Update:
The vitriolic outburst was a great help. After I was done; I was able to focus and the words flowed. My paper was finished in the wee hours of the morning. There were still some issues with it but I was confident enough to shut my computer down and sleep the sleep of the just. Around 11 am this morning, I was ironing out some of the formatting wrinkles when my screen turned a milky white and the computer shut down. When I got it up again the paper was gone. I was able to pull up part of the rough draft that I turned in many weeks ago. I spent the rest of the day working from my notes trying to reconstruct the paper. I turned in what I had at the stroke of 5pm. I have a bad feeling about this, lol. I should be maniacally depressed and perhaps I will be tomorrow. Right now, I am just glad to turn my attention to other things.
RW
I write a lot of papers here at seminary and because I like to write so much you might think that would not be a problem for me. You would be wrong though. I hate writing these kinds of papers.
I them because the subject matter is chosen for me. There is no approved subject that has not already been researched into the dust of the carpet at the library. The search criteria are so set that I am convinced that the electronic highway has permanent groves worn into the millions of connections that make up the world wide web.
I hate it because the professors have already made up their minds about what you should write and how to write it. They read your work according to that lens. What you were saying does not even enter into it only what they think you might have been saying or what you should have been saying. They are not above changing verbs and their tenses in order to make them reflect what they think. Then they criticize your logic for putting that thought in the paper at that point.
The overall effect is like being nibbled to death by a rabid turabian duck trained in the deadly are of Turabian Kwon Do at IRS school. I cannot even express the rebellion I feel deep within my very being at the knowledge that I must submit myself to this capricious and pointless torture. I resent the fact that I must conclude something from this pointless exercise in futility because I know that whatever I conclude, it will almost certainly be wrong. Most people blame Kate Turabian but I blame the professors who set the requirements for the rediculous paper. AAARRGH!!

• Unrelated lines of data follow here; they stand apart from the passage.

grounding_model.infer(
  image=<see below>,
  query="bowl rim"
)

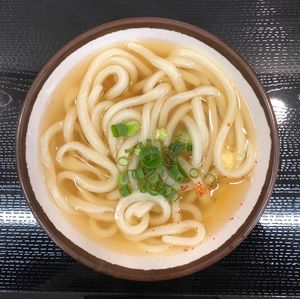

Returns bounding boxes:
[16,17,279,281]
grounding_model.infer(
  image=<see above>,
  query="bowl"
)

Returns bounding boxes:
[16,17,279,281]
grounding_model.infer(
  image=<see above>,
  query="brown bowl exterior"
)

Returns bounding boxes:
[16,17,279,281]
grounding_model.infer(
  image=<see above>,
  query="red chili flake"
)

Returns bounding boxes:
[180,185,188,192]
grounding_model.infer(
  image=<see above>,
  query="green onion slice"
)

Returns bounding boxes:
[111,124,128,137]
[155,128,169,141]
[118,156,129,166]
[169,140,186,156]
[136,168,145,180]
[125,120,141,137]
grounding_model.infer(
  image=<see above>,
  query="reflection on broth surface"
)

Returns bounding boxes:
[41,40,255,255]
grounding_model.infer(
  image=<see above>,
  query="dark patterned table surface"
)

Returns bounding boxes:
[0,0,300,298]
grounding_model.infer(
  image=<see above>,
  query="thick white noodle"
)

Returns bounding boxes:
[192,97,209,153]
[159,86,219,128]
[115,191,171,235]
[102,83,170,137]
[127,42,186,92]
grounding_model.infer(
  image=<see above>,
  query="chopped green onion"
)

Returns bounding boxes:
[119,185,131,197]
[139,146,163,168]
[147,172,160,184]
[133,148,141,156]
[118,156,129,166]
[170,164,186,183]
[118,172,129,186]
[179,131,192,143]
[155,128,169,141]
[135,168,145,180]
[129,169,137,180]
[190,168,199,179]
[143,168,155,178]
[125,120,141,137]
[169,140,186,156]
[111,124,128,137]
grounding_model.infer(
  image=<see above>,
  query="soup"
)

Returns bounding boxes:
[41,40,256,255]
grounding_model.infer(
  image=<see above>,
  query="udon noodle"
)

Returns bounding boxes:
[41,41,256,253]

I should be finishing my paper for Research and Writing now. It is vitally important that I do so as a matter of fact since my entire grade for this course depends on this one paper. This paper hanging over my head, like the sword of Damocles, launched today's rant. I used to believe that the hard part of writing papers would be pretty much over once I had mastered the vagaries of formatting a paper to Turabian standards using microsoft word. I was wrong. There are a thousand and one variables waiting for the unwary writer in Turabian. If format does not kill you then writing style, word choice, and logic will. I have no confidence in my ability to do this at all.
RW
2 comments:
This really takes me back to the days when I had to type papers for money during my college days. Some of them were wretched. Some were lined and crossed out to the point where it was impossible to imagine what the writer intended.
All this of course on a Smith Corona portable typewriter and using three carbons frequently. Back then carbon paper was used over and over.
Some of them invited the typist to go to page XX in xxxx encyclopedia and copy it verbatim. It was not till the introduction of computers and the internet that entire papers on any subject could be ordered up for sale, and professors began to incorporate software to scan submissions for fraud.
Part two
As you may remember, I had a hard drive failure where a half year of work and photos was lost, including the trip to Vicksburg and *snicker* Utica. No grade or class standing was involved, but I sure can identify with the feeling of lost labor. IN fact when a post of mine disappears, frequently I cannot bring myself to recreate even three or four simple paragraphs.
Following my hard drive disaster, I even looked into some professional data recovery firms, only to discover they are impossibly expensive and my good friend and guru determined to his satisfaction that the hd was 'toast'.
In your academic setting, is there any latitude for an explanation to the prof as to just what happened, and perhaps someone in the computer lab where you work undertaking to see what ones and zeros may yet lurk in the bowels of yon Toshiba?